2. Insist that the floor associates to stop talking to each other.
This one kills me. One store brand seems particularly bad at this -- and their associates hover around endcaps like 1950's steno gals around the water cooler. Asking them for help results in blistering sighs and eye rolls---as if you had to interrupt the cool kids after gym class to get to your locker back in 7th grade. I'm glad they enjoy their co-workers' company...but if they don't wake up to the fact that the SHOPPER PAYS THEIR SALARY, they are going to enjoy standing in the unemployment line when their company closes down.

3. Empower the greeter to identify frustrations ...and solve
Several retailers have people sitting or standing at the front door -- ostensibly to greet the shopper, but also as a line of defense, I imagine, on shoplifting. In one of my frustrating visits, I caught the greeter's eye and said "sure would have been nice to get some help in here." She replied, sarcastically, "have a nice day." The stores are big and the floor personnel is spread thin. It's certainly possible to not cross paths with someone during your stroll thru the aisles---but, why couldn't the "greeter" have served me with her little walkie-talkie, saying "I'm sorry, let me get you someone to help." Why? because she didn't care.

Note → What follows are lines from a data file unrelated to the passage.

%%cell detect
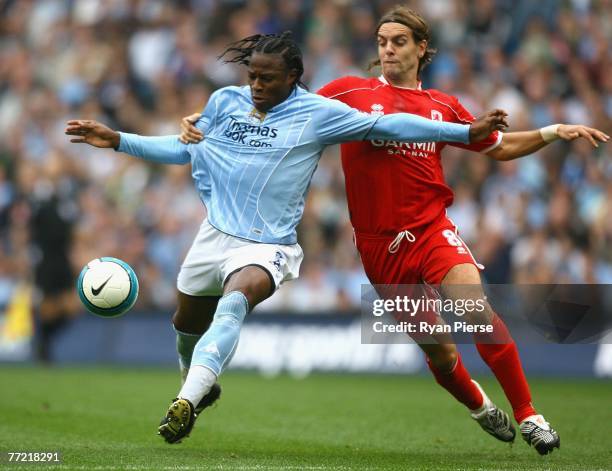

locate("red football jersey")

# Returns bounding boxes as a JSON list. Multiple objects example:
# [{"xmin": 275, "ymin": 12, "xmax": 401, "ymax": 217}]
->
[{"xmin": 317, "ymin": 76, "xmax": 502, "ymax": 235}]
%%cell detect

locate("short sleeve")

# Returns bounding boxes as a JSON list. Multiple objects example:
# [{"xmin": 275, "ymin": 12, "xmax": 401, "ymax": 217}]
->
[
  {"xmin": 449, "ymin": 97, "xmax": 503, "ymax": 152},
  {"xmin": 195, "ymin": 90, "xmax": 222, "ymax": 135},
  {"xmin": 317, "ymin": 77, "xmax": 360, "ymax": 98},
  {"xmin": 315, "ymin": 97, "xmax": 379, "ymax": 145}
]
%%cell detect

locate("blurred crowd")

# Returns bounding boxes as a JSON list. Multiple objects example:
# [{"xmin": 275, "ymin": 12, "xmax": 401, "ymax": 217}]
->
[{"xmin": 0, "ymin": 0, "xmax": 612, "ymax": 318}]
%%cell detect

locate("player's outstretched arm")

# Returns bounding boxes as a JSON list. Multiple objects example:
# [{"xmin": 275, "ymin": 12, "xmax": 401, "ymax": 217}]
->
[
  {"xmin": 179, "ymin": 113, "xmax": 204, "ymax": 144},
  {"xmin": 366, "ymin": 110, "xmax": 508, "ymax": 144},
  {"xmin": 65, "ymin": 120, "xmax": 191, "ymax": 164},
  {"xmin": 65, "ymin": 119, "xmax": 121, "ymax": 149},
  {"xmin": 487, "ymin": 124, "xmax": 610, "ymax": 161}
]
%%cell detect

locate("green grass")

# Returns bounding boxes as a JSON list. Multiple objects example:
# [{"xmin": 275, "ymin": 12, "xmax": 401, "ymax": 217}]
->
[{"xmin": 0, "ymin": 367, "xmax": 612, "ymax": 470}]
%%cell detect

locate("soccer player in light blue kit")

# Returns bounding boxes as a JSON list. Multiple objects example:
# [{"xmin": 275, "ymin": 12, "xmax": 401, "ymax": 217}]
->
[{"xmin": 66, "ymin": 33, "xmax": 507, "ymax": 443}]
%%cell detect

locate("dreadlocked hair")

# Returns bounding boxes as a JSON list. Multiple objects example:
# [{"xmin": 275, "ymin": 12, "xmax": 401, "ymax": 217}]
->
[{"xmin": 218, "ymin": 31, "xmax": 308, "ymax": 90}]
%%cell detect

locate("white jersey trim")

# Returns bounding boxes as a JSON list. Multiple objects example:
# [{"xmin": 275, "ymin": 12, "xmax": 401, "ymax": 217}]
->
[
  {"xmin": 480, "ymin": 131, "xmax": 504, "ymax": 154},
  {"xmin": 378, "ymin": 74, "xmax": 423, "ymax": 91}
]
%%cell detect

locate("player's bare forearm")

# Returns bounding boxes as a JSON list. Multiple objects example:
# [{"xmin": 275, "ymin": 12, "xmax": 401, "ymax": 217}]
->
[
  {"xmin": 487, "ymin": 129, "xmax": 548, "ymax": 161},
  {"xmin": 487, "ymin": 124, "xmax": 610, "ymax": 161},
  {"xmin": 64, "ymin": 119, "xmax": 121, "ymax": 149}
]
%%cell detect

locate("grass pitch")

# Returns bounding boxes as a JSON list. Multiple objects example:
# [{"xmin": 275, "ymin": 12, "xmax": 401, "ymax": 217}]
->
[{"xmin": 0, "ymin": 367, "xmax": 612, "ymax": 470}]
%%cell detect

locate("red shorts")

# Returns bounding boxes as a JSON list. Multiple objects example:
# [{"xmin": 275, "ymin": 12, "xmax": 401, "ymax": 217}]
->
[{"xmin": 355, "ymin": 213, "xmax": 484, "ymax": 285}]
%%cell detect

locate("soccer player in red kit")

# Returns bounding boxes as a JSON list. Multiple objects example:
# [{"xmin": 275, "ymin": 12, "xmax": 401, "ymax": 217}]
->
[{"xmin": 181, "ymin": 7, "xmax": 608, "ymax": 454}]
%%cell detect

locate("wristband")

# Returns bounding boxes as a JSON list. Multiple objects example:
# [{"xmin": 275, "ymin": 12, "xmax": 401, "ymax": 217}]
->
[{"xmin": 540, "ymin": 124, "xmax": 561, "ymax": 143}]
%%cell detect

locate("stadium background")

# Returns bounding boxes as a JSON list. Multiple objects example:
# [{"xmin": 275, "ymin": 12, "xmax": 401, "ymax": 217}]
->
[
  {"xmin": 0, "ymin": 0, "xmax": 612, "ymax": 374},
  {"xmin": 0, "ymin": 0, "xmax": 612, "ymax": 470}
]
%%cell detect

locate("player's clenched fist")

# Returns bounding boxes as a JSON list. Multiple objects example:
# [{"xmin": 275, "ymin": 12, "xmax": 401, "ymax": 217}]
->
[{"xmin": 64, "ymin": 119, "xmax": 121, "ymax": 149}]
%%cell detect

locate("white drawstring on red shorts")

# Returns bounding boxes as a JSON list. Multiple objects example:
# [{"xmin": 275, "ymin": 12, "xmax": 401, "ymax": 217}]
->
[{"xmin": 389, "ymin": 231, "xmax": 416, "ymax": 253}]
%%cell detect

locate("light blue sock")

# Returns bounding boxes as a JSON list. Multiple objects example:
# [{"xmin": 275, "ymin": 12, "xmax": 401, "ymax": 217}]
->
[
  {"xmin": 173, "ymin": 326, "xmax": 202, "ymax": 383},
  {"xmin": 191, "ymin": 291, "xmax": 249, "ymax": 376}
]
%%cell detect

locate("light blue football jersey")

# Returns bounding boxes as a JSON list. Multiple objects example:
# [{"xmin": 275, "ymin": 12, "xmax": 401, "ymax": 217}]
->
[{"xmin": 118, "ymin": 86, "xmax": 469, "ymax": 244}]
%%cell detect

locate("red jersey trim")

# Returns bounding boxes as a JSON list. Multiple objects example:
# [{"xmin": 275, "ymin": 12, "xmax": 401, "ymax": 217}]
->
[{"xmin": 327, "ymin": 84, "xmax": 384, "ymax": 100}]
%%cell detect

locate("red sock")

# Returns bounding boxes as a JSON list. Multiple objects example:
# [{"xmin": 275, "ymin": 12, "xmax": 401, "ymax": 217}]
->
[
  {"xmin": 427, "ymin": 353, "xmax": 483, "ymax": 410},
  {"xmin": 476, "ymin": 315, "xmax": 536, "ymax": 423}
]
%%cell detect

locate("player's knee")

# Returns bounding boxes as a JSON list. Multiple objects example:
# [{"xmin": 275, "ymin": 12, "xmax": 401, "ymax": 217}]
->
[
  {"xmin": 427, "ymin": 345, "xmax": 458, "ymax": 373},
  {"xmin": 224, "ymin": 266, "xmax": 273, "ymax": 309},
  {"xmin": 172, "ymin": 307, "xmax": 201, "ymax": 334}
]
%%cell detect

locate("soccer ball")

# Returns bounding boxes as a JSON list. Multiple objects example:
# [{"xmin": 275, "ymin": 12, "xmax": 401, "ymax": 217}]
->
[{"xmin": 77, "ymin": 257, "xmax": 138, "ymax": 317}]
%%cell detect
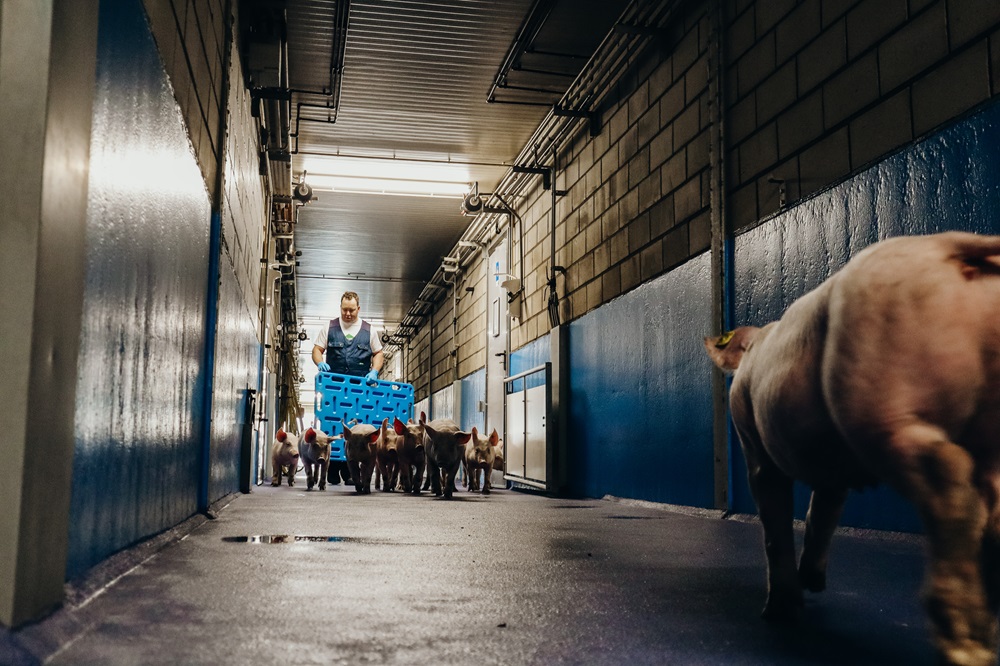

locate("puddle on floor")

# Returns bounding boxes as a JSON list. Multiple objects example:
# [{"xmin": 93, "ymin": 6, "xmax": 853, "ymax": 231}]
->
[
  {"xmin": 222, "ymin": 534, "xmax": 362, "ymax": 543},
  {"xmin": 608, "ymin": 516, "xmax": 663, "ymax": 520}
]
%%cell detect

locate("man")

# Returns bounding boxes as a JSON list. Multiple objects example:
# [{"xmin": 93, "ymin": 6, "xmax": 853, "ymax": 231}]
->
[
  {"xmin": 312, "ymin": 291, "xmax": 385, "ymax": 484},
  {"xmin": 313, "ymin": 291, "xmax": 385, "ymax": 382}
]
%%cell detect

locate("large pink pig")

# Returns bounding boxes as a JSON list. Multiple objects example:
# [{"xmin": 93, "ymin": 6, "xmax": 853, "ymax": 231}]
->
[
  {"xmin": 271, "ymin": 428, "xmax": 299, "ymax": 486},
  {"xmin": 705, "ymin": 232, "xmax": 1000, "ymax": 664}
]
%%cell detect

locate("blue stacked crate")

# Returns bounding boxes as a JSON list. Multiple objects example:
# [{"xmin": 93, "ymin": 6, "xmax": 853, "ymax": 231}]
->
[{"xmin": 315, "ymin": 372, "xmax": 413, "ymax": 460}]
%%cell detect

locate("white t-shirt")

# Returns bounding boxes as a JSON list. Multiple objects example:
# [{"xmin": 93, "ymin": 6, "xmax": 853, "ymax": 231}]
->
[{"xmin": 314, "ymin": 317, "xmax": 382, "ymax": 356}]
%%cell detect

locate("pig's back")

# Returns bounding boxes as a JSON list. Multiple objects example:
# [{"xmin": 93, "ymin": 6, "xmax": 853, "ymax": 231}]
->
[{"xmin": 823, "ymin": 232, "xmax": 1000, "ymax": 442}]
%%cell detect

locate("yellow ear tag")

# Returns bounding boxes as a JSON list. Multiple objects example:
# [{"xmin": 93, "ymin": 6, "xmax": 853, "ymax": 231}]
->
[{"xmin": 715, "ymin": 331, "xmax": 736, "ymax": 349}]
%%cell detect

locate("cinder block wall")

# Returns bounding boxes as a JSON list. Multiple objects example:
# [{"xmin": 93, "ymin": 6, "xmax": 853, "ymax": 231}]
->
[
  {"xmin": 408, "ymin": 0, "xmax": 1000, "ymax": 393},
  {"xmin": 725, "ymin": 0, "xmax": 1000, "ymax": 230}
]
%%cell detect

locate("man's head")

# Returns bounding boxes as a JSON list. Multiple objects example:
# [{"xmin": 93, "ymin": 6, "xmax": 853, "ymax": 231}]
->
[{"xmin": 340, "ymin": 291, "xmax": 361, "ymax": 324}]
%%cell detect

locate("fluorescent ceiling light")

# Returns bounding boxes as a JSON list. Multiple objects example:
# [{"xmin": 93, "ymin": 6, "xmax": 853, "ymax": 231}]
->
[
  {"xmin": 302, "ymin": 156, "xmax": 472, "ymax": 199},
  {"xmin": 306, "ymin": 172, "xmax": 471, "ymax": 199}
]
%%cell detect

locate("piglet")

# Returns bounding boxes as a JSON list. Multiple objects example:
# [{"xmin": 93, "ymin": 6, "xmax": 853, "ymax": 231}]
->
[
  {"xmin": 462, "ymin": 427, "xmax": 503, "ymax": 495},
  {"xmin": 420, "ymin": 412, "xmax": 472, "ymax": 499},
  {"xmin": 375, "ymin": 419, "xmax": 399, "ymax": 492},
  {"xmin": 271, "ymin": 428, "xmax": 299, "ymax": 486},
  {"xmin": 705, "ymin": 232, "xmax": 1000, "ymax": 666},
  {"xmin": 299, "ymin": 428, "xmax": 331, "ymax": 490},
  {"xmin": 392, "ymin": 418, "xmax": 427, "ymax": 495},
  {"xmin": 343, "ymin": 421, "xmax": 379, "ymax": 495}
]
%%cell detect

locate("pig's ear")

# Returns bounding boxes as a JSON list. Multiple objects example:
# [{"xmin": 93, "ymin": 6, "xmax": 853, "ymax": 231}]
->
[{"xmin": 705, "ymin": 326, "xmax": 760, "ymax": 372}]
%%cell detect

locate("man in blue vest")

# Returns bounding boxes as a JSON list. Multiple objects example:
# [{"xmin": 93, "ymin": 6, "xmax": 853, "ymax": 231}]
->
[
  {"xmin": 313, "ymin": 291, "xmax": 384, "ymax": 382},
  {"xmin": 313, "ymin": 291, "xmax": 385, "ymax": 484}
]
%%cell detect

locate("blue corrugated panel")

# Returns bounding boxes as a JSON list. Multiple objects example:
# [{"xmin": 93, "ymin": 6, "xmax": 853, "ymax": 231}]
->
[
  {"xmin": 66, "ymin": 0, "xmax": 211, "ymax": 578},
  {"xmin": 315, "ymin": 372, "xmax": 413, "ymax": 460}
]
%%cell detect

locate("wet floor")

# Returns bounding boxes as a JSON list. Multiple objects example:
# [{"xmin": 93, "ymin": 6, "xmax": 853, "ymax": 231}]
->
[{"xmin": 0, "ymin": 474, "xmax": 934, "ymax": 666}]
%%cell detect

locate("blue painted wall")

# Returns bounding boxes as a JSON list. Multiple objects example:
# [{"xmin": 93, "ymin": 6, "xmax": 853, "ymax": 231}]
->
[
  {"xmin": 67, "ymin": 0, "xmax": 211, "ymax": 578},
  {"xmin": 568, "ymin": 254, "xmax": 714, "ymax": 507},
  {"xmin": 731, "ymin": 98, "xmax": 1000, "ymax": 531}
]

You can blame the economy all you want. Life sucks, yadda yadda. But here are people who have jobs. Here is a consumer with cash in her pocket wanting to buy an item, and willing to upsold if someone can explain the difference between the $70 and $300 version. You'd think it would be a match made in heaven. But no. I wasted gas driving to several places and ultimately bought the cheapest version that was in-stock at Big Box #3.

Yup, these are the time that try men's souls. These are also the times that can make a retailer stand out, if they take the time to give true direction to their front line representatives. And, Mr. or Ms. Retailer, if you discover your current employees really don't care -- go hire new ones.

We are reminded daily in the media: It's a buyer's market on hiring. So why aren't you hiring people who want to be there and want to help?